At the beginning of this Government’s term of office it was agreed between Fianna Fáil and Fine Gael and its Independent pals that where additional cash was available to be spent in budgets, it would be allocated on a 2:1 ratio between spending increases and tax cuts.

That ratio has been entirely forgotten in favour of increased public spending. Paschal Donohoe cut income taxes by about €365 million on budget day. But he raised other taxes by about €715 million – and he introduced spending increases of about €1.4 billion.

In fact, what Fine Gael and Fianna Fáil have done is what they have always done – they have accommodated themselves to the winds of change

He had already signalled public spending increases of more than €2.5 billion in next year’s spending estimates. My back-of-an-envelope calculation puts that at a ratio of about 11:1 in favour of spending increases. You can a call this whatever you like. But you can’t reasonably call it right wing.

That’s quite a shift. And it came about because there is clearly a significant public demand for investment in public services. It’s an illustration of how the ground has changed on these fundamental distributional questions of politics. The centre of gravity of Irish politics has moved substantially to the left.

Labour used to joke (at least, I think it was a joke) that their greatest achievement in government was making a social democrat of Leo Varadkar. Last weekend, editorialising approvingly of Peter Casey's quixotic quest, the Sunday Times – early cheerleaders for Varadkar – washed its hands of him as just "another social democrat".

Not for the last time, I fear, the Sunday Times and Labour are mistaken. Varadkar has not turned into a social democrat; he just has a keen sense of where the public is. In fairness, you don't become Taoiseach without it.

In fact, what Fine Gael and Fianna Fáil have done is what they have always done; it is what explains their remarkable endurance as the largest parties in a country that has changed politically, socially and economically beyond recognition – they have accommodated themselves to the winds of change.

So it was Fianna Fáil that decriminalised homosexuality ("At our behest," shouts Labour). So it was Enda Kenny who introduced same-sex marriage ("With us in government," screams Labour, louder still). So it was Varadkar who repealed the Eighth Amendment ("What about us?" roars Labour, quite beside itself now).

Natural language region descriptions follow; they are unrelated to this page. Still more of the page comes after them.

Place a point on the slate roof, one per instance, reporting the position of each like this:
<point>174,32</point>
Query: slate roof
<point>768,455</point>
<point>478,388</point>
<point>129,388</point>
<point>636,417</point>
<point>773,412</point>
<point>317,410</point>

Labour’s ideas, Michael D’s ideas, won out in the end. Perhaps that should cheer his former colleagues in Labour as they gather for their party conference in Dublin today. But cheerfulness is in short supply in Labour these days.

The party is hunkering down, concentrating on a handful of constituencies, trying to win back enough seats to make it relevant in the next Dáil. Its chances are a bit less than evens on this, I reckon; but it might work. What then, though? What’s next?

Over the weekend, as with all political gatherings, the veterans will tell war stories from the old day. Labour talks about the past rather too much. It should talk about the future, too.